Esope in a few words

ESOPE gathers researchers of severals countries (France, India, Brazal, Mexico, Morroco, China), who priotirize three types of questioning in their works :

Area 1: Consistency of the notion of “emergence”

The consistency of the category must be questioned while term “emerging economy” is increasingly substituted for “developing economies” even in the political speeches of some of the poorest African countries.

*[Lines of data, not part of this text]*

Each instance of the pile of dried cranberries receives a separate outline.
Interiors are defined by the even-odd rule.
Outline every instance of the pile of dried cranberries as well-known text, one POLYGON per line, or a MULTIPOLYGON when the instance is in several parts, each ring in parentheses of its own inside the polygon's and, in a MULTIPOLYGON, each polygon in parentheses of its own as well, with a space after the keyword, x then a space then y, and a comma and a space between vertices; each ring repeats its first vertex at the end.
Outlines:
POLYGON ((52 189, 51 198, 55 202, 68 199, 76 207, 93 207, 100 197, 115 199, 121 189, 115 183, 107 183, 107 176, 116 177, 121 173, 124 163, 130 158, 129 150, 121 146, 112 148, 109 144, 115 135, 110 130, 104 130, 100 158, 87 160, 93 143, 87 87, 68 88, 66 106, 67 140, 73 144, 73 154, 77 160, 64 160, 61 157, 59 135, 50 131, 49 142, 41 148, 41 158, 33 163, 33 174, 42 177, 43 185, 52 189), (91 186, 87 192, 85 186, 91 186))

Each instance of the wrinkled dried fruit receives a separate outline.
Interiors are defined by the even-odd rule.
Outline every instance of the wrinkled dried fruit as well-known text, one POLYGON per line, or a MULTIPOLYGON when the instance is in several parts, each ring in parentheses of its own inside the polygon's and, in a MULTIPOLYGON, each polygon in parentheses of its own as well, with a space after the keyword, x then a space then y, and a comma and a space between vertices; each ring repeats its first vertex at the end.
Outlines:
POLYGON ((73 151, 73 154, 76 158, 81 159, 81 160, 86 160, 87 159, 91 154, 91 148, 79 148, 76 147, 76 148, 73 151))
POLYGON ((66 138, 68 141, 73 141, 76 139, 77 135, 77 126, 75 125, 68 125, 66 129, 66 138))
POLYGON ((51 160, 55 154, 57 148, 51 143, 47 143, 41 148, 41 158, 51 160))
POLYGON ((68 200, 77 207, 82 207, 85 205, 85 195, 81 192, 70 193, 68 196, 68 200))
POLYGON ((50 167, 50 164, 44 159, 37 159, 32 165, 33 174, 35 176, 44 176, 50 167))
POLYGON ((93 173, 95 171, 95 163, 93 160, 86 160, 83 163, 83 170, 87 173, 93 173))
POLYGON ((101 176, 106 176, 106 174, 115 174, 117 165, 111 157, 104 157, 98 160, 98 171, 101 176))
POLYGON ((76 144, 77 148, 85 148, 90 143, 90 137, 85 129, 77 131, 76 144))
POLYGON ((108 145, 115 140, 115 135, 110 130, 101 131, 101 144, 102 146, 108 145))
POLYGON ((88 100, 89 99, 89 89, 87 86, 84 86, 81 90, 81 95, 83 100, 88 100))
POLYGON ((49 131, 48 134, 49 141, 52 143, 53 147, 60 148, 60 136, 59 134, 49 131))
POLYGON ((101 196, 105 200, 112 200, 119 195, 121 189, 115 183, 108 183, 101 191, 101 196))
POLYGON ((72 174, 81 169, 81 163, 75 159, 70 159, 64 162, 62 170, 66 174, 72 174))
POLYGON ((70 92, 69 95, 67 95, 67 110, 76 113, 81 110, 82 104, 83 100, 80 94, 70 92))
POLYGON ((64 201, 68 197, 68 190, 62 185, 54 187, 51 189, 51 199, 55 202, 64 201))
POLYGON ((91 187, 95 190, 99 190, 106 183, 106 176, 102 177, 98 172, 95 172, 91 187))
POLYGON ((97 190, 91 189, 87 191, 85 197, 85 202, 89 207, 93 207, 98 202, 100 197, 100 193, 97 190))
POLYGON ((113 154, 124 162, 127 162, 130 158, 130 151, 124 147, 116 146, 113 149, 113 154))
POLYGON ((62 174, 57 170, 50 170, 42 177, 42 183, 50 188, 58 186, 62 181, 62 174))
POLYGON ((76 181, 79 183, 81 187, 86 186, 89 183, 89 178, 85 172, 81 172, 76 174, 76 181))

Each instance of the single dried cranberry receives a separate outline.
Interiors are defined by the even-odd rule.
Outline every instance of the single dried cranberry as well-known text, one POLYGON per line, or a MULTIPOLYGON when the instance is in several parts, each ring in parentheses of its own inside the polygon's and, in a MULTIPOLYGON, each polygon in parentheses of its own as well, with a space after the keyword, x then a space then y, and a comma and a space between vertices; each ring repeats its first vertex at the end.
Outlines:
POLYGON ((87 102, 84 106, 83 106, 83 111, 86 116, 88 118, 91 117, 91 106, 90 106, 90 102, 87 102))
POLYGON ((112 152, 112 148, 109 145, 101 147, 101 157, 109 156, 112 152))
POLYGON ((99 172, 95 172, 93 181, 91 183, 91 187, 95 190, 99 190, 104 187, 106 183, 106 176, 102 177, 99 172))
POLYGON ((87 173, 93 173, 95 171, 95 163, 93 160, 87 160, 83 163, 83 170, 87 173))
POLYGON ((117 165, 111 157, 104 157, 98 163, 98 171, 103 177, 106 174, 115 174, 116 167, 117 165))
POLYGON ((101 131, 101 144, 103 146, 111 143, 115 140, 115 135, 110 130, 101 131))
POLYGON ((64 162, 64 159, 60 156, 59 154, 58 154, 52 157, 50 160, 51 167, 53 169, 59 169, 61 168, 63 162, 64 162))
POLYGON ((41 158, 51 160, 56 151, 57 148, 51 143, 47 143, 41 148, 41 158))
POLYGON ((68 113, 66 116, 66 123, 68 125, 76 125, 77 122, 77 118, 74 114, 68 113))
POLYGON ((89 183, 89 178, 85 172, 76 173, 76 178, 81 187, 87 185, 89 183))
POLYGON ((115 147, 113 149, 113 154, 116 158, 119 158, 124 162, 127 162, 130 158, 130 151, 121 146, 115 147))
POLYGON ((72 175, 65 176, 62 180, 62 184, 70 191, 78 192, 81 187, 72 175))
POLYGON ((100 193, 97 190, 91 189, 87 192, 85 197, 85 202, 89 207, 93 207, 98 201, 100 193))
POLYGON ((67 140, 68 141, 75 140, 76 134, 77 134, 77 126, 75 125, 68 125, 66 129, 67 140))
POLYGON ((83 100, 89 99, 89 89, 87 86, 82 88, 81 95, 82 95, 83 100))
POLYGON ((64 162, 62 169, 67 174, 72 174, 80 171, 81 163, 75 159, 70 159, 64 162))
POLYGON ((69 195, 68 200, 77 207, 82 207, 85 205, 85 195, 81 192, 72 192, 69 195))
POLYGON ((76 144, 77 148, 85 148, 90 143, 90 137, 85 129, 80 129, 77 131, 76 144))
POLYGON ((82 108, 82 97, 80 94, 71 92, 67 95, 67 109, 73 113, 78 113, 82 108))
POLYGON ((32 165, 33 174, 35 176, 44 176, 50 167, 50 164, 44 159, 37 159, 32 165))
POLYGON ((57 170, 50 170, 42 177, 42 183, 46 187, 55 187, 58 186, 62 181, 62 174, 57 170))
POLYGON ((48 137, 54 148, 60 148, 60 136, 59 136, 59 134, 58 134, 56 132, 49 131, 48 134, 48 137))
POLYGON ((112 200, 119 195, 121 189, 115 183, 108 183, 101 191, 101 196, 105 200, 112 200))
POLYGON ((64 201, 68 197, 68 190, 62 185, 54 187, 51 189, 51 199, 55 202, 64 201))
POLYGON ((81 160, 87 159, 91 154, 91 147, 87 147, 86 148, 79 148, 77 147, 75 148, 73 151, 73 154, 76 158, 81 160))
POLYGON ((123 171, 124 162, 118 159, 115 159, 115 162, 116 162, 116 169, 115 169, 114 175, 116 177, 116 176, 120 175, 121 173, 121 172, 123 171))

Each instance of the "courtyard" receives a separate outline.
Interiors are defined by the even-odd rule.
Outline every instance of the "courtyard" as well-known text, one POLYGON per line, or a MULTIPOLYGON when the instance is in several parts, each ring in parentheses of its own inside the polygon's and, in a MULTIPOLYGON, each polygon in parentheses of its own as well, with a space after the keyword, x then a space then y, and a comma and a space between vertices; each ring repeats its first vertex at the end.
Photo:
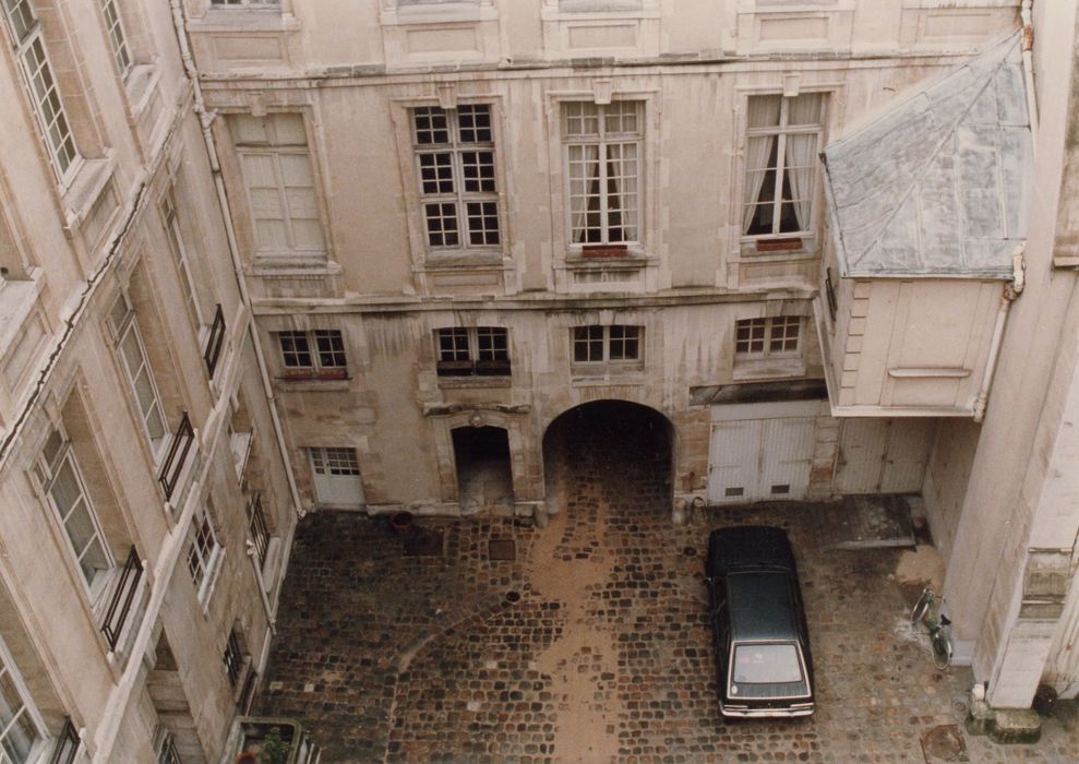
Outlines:
POLYGON ((931 547, 824 551, 830 515, 805 503, 675 526, 663 437, 619 428, 551 444, 547 527, 307 517, 254 712, 299 720, 324 762, 1079 761, 1072 704, 1033 745, 963 731, 970 670, 936 670, 907 621, 931 547), (719 715, 704 554, 738 523, 786 528, 799 556, 808 719, 719 715))

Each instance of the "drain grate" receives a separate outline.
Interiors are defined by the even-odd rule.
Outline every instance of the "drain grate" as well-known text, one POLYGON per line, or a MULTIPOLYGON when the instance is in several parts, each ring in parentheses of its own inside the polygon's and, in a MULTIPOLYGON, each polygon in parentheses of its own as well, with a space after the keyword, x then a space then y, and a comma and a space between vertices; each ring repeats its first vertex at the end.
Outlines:
POLYGON ((969 762, 967 741, 956 725, 940 725, 922 736, 925 764, 936 762, 969 762))
POLYGON ((517 542, 513 539, 491 539, 488 541, 487 556, 491 560, 517 559, 517 542))

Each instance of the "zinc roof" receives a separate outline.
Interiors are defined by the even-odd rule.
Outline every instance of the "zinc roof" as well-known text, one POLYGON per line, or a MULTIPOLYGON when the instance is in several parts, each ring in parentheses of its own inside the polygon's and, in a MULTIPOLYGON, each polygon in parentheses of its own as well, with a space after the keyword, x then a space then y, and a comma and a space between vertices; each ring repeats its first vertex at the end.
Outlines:
POLYGON ((1033 171, 1019 34, 824 155, 844 276, 1009 278, 1033 171))

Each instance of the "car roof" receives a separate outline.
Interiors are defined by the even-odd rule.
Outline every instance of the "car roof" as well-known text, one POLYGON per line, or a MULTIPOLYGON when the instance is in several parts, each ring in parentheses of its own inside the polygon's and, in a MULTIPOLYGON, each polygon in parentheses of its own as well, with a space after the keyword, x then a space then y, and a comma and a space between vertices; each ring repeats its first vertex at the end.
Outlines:
POLYGON ((782 528, 739 525, 717 528, 708 537, 707 575, 767 568, 795 570, 794 552, 782 528))
POLYGON ((735 642, 798 640, 789 573, 732 573, 727 576, 727 596, 735 642))

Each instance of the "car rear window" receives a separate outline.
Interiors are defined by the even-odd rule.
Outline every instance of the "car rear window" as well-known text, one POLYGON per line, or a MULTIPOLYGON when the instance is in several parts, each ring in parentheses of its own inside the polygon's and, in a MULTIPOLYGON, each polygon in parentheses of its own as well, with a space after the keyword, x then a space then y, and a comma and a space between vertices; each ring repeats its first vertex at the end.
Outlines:
POLYGON ((738 645, 733 680, 742 684, 789 684, 802 681, 802 664, 793 644, 738 645))

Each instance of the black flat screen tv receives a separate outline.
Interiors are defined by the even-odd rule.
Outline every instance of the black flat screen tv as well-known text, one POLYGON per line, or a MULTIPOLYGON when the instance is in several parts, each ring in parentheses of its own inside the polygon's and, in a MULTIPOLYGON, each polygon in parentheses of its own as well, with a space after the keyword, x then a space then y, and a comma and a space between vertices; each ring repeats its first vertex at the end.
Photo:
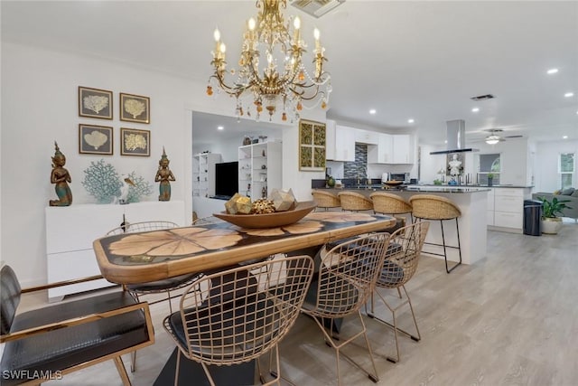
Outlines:
POLYGON ((215 164, 215 197, 231 198, 238 192, 238 162, 215 164))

The notion of “emergence” has no counterpart in English language and the emerging process has no clear definition contrary to the development one.

  • What is emergence and what is new with it?
  • Does it shed light on the huge mutations experienced by a series of Asian and Latin American countries during the last two decades (liberalization, financial development and openness, extensive institution building, technological capacity building by imitation and innovation, openness to international trade and integration in global supply chains, increasing vulnerability and instability)?

Area 2: Model or trajectories?

  • Are there emerging trajectories or is there a model of emerging economies?
  • What drives emerging economies?
  • Is it only a growth acceleration spurred by domestic expenses or by foreign trade or do these economies transform growth in output into socio-economic development through institutional transformations?
  • Can we identify new forms of development or is the history repeating at a different pace although? What is the best scale to assess emerging paths?
  • How can we model the dynamics of institutional patterns and evaluate their efficiency and their limits?

Area 3: Contradictions and challenges

The speed of actual mutations and the absence of a shared definition of Emerging generate new questions.

  • Are there threshold or reversal effects, is there a specific vulnerability attached to the way countries grow, trade and finance their development?
  • Rapid growth characterizes emerging economies. Is it sustainable as it threats to produce its proper social and environmental limits?
  • Are the threats to local or global different because of the speed of mutations?
  • How can we explain the paradoxes of emerging countries: openness and protection, mutations of the fiscal policies and public actors, weakness of internal consumption expenses but high investment rates, comparative advantages both rooted on progresses (industrial modernization, new rules and institutions …) and on regressions (low paid and low standard work, poor protection of workers and of population, poverty resilience and inequalities, traffics and corruption …)?
  • How can emerging countries modify the international system through bigger influence in global governance (IMF, UNO, WTO, etc)?